Microsoft’s acquisition of LinkedIn is an enterprise platform and services play as Microsoft builds out its services portfolio to connect the Global Digital Workplace. It nets Microsoft the full LinkedIn user base of 433 million users and all of their professional data. Microsoft will get LinkedIn’s full social graph. My first thought was that, this is a competitive move to enhance Microsoft’s Dynamics CRM tool which competes with Salesforce. Microsoft will leverage LinkedIn’s Sales Navigator and its robust information about users to bring deeper insights to Dynamics customers in bolstering sales cycles. This will be rich data about your contacts from a sales perspective. The heart of this deal though is all about the people and business data Microsoft will now have at its fingertips.
Microsoft Gets Into Recruiting, Talent and Learning
Microsoft gets LinkedIn’s learning assets from its acquisition of Lynda.com. This can potentially give Microsoft a social learning platform that can enhance customer support and increase learning resources for its own products and services.The learning and training resources also gives Microsoft a play in the recruiting domain and the assets to address the skills gap in enterprise Talent acquisition and management programs. The acquisition also gives Microsoft a stronger opportunity in the HCM and Talent Management platform market. HCM and talent Management providers should be watching this very closely.
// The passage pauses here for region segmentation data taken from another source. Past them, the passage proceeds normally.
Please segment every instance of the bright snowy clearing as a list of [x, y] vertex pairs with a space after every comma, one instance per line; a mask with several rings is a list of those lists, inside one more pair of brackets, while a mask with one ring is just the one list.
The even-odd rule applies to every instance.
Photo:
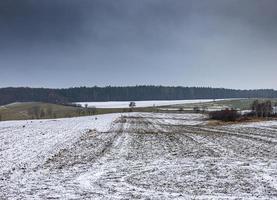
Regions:
[[132, 113], [0, 123], [0, 199], [276, 199], [277, 122]]
[[[223, 99], [220, 99], [223, 100]], [[213, 99], [195, 99], [195, 100], [168, 100], [168, 101], [135, 101], [136, 107], [151, 107], [151, 106], [169, 106], [177, 104], [189, 103], [205, 103], [212, 102]], [[107, 101], [107, 102], [76, 102], [81, 106], [96, 107], [96, 108], [129, 108], [130, 101]]]

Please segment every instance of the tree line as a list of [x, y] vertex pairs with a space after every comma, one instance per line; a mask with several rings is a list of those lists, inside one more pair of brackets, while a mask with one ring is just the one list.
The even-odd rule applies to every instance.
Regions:
[[234, 90], [210, 87], [75, 87], [64, 89], [9, 87], [0, 89], [0, 105], [12, 102], [66, 104], [85, 101], [139, 101], [222, 98], [277, 98], [272, 89]]

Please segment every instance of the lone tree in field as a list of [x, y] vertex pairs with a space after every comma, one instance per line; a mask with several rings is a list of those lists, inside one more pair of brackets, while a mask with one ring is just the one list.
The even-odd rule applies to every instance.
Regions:
[[131, 101], [129, 104], [130, 111], [133, 111], [134, 107], [136, 107], [136, 102]]

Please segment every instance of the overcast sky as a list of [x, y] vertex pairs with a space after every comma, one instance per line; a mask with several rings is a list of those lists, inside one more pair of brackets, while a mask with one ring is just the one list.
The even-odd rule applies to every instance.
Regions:
[[277, 89], [276, 0], [0, 0], [0, 87]]

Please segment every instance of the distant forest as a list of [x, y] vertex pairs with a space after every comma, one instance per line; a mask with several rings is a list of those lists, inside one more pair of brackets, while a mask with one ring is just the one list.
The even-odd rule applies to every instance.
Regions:
[[0, 105], [12, 102], [70, 103], [84, 101], [139, 101], [222, 98], [277, 98], [271, 89], [234, 90], [209, 87], [76, 87], [67, 89], [1, 88]]

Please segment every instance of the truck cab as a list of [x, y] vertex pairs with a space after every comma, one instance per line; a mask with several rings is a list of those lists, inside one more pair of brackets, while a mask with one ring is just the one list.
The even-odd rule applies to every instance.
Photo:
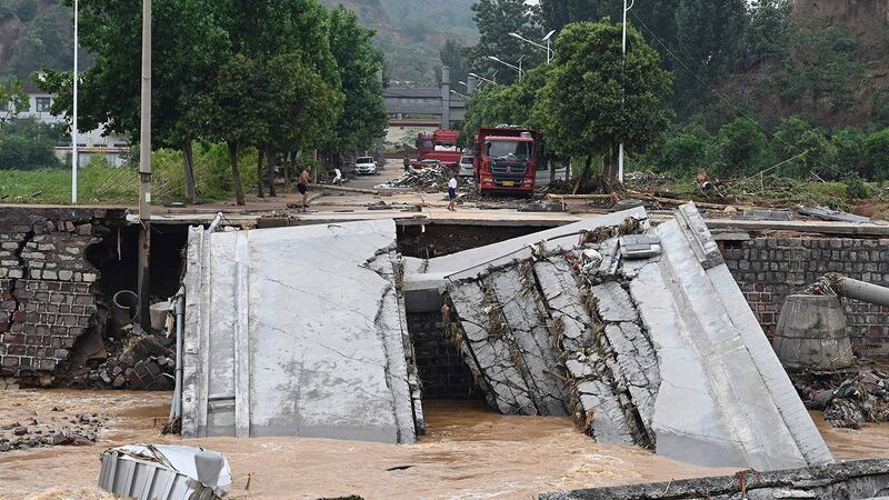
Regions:
[[535, 130], [515, 127], [479, 129], [473, 168], [481, 192], [532, 192], [541, 149], [540, 133]]

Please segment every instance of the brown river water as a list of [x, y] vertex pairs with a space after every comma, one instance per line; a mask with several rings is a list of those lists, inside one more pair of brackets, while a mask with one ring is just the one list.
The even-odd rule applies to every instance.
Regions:
[[[96, 446], [0, 453], [0, 499], [113, 498], [94, 487], [99, 453], [136, 442], [186, 443], [226, 453], [233, 499], [531, 499], [542, 491], [733, 472], [597, 444], [569, 419], [500, 416], [460, 401], [426, 402], [428, 434], [411, 446], [301, 438], [183, 441], [159, 433], [169, 398], [168, 392], [0, 392], [0, 424], [30, 417], [49, 422], [60, 414], [53, 407], [66, 414], [108, 417]], [[889, 426], [848, 431], [813, 417], [837, 459], [889, 457]]]

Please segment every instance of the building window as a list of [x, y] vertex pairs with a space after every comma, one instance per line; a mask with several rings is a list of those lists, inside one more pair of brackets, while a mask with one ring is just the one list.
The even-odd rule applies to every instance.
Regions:
[[52, 98], [34, 98], [34, 110], [39, 113], [49, 112], [52, 106]]

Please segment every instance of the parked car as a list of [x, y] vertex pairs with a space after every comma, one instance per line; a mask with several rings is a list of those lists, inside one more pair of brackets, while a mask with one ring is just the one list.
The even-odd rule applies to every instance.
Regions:
[[460, 157], [460, 177], [472, 177], [472, 156]]
[[377, 161], [373, 157], [358, 157], [354, 159], [354, 171], [362, 176], [377, 173]]

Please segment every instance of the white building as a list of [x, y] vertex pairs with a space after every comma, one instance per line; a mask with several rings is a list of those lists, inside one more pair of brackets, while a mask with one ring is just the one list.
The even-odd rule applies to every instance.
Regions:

With the Cortana intelligent assistant, Microsoft can now bring in and leverage a broad range of data to better assist individuals with predictive services and insights. Also, Microsoft customers can now potentially get better talent and recruiting insights to make better talent decisions. Understanding the full talent continuum from pre-hire throughout the employee lifecycle, will enable better insights into skills and learning needs.Combining the Microsoft graph and the LinkedIn professional graph to bring in insights, can give a lot of data and information which will fuel Microsoft’s machine learning and AI work.
Microsoft Now Owns Rich Profiles
I believe one of the far reaching implications here will be the potential for a richer and expanded individual profile. Aggregating a user’s or employee’s profile information across their Microsoft cloud network and their professional network will bolster search and the ability for finding expertise. Finding individuals with the skills you need will be potentially easier.
Facebook and Google
The other elephant in the room, is that Microsoft alongside Facebook now has a vast and large social network. The potential treasure trove of the data inherent in the LinkedIn network is beyond valuable to Microsoft. Facebook and Google have amassed a ridiculous amount of data about people, their behaviors and contacts. Microsoft now moves into this circle alongside Facebook and Google, which makes this a very competitive move.
There are so many potential benefits here, but the challenge will be in the details as the work towards integration will be tough. LinkedIn and Microsoft represent two distinct cultures, which will require a high degree of change management. However, from a platform perspective this is a great and industry defining move. Microsoft essentially expands its platform and ecosystem with a richer set of APIs to integrate into and enable business processes and applications.